Via deze 'gedrags'taal praat een hond(achtige) met een soortgenoot/roedelgenoot en geeft hij aan wat zijn plaats is binnen de roedel. Deze 'taal' is geen overbodige luxe - zoals niets in de natuur een overbodige luxe is - want het spaart energie en individuen. Wanneer telkens weer bij ontmoetingen tussen roedelgenoten letterlijk uitgevochten zou moeten worden wie er de baas is, zou dit een hoop ellende en onrust geven, met bovendien een grote kans dat er tenslotte niemand meer over zou zijn om de baas over te spelen.

Vandaar de geritualiseerde gevechten in de vorm van dominantie en onderwerpingsgedrag. Wel is het zo, dat je plaats in de rangorde niet voor eeuwig vastligt. Er bestaat de mogelijkheid om op te schuiven op de rangorde-ladder = promotie maken.

ledere hond(achtige) zal dan ook zijn plaats maar net zo lang accepteren als nodig is. Ziet hij zijn kans schoon, dan zal hij opschuiven. Want, hoe hoger je komt, hoe plezieriger je leven is, maar je hebt er dan ook wel voor moeten knokken.

Een hond probeert ook steeds van de werkvloer op te schuiven richting directeurszetel via wat ellebogenwerk. Medezeggenschapsraden zijn er echter niet bij!

Baas = roedelleider

Vertalen we deze 'hondse' achtergrond naar zijn plaats in het menselijk gezin = roedel, dan zullen we ons moeten instellen op zijn hondse gedrag en dienovereenkomstig handelen. Dus:

Het gedrag van de mens ten opzichte van zijn hond dient dus vanaf het begin duidelijk te zijn. Zwart-wit; iets mag of iets mag niet.

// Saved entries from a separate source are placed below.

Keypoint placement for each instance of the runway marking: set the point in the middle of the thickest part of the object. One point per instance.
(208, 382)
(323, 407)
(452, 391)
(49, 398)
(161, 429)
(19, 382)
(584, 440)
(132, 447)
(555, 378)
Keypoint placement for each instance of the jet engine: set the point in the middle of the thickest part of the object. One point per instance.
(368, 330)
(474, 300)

Aangepast aan de leeftijd en het begripsvermogen van de hond stel je als mens je regels en hanteer je een belonings/bestraffingssysteem. Maar dan ook altijd en op dezelfde manier! Dit geeft een hond zekerheid, doordat het duidelijk is. In zo'n klimaat kan een hond zich ontwikkelen tot een vrije, plezierige huisgenoot, juist omdat hij zijn plaats kent.

Streng in de zin van consequent zijn, moet voor een hond en is niet zielig of gemeen. Maar . . . wees ook duidelijk in het aangeven, wanneer iets goed is. Het nee! verkopen gaat ons in het algemeen prima af, doch het ja verkopen, de beloning voor goed gedrag, blijft meestal in het embryonale stadium steken.

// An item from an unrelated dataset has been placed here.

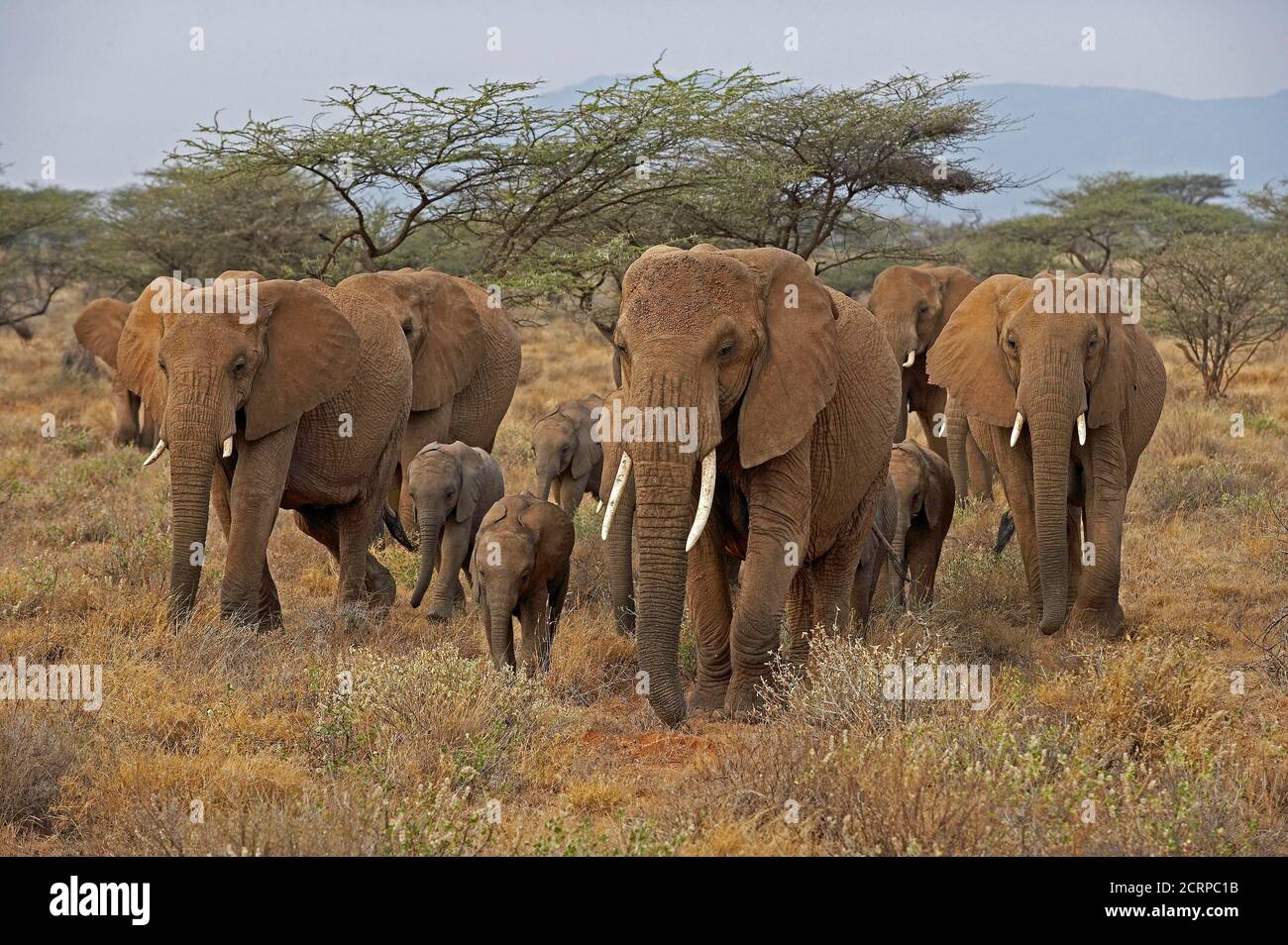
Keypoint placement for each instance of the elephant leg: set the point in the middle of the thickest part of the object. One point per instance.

Probeer eens even hartgrondig 'boos' te zijn/spelen als 'blij' tegenover je hond. Wanneer je denkt je te moeten generen, oefen dit dan wanneer niemand thuis is of op een regenachtige dag in het plantsoen.

Naast het leiderschap = de baas zijn, moet je je ook oefenen in het mede-hond zijn: d.w.z. spelen met je hond. De speeldrift is in een hond sterk ontwikkeld. In de natuur 'leerde' de pup/jonge hond op deze manier hoe zich te gedragen in allerlei omstandigheden. Hij oefende diverse - hem aangeboren - gedragingen ten opzichte van soortgenoten juist via spel! Onze huishond blijft in zeker opzicht altijd een 'jonge' hond, domweg omdat hij - als het goed is tenminste - nooit een roedel zal leiden en nooit de jacht zal hoeven aan te voeren om in de voedselbehoefte te voorzien!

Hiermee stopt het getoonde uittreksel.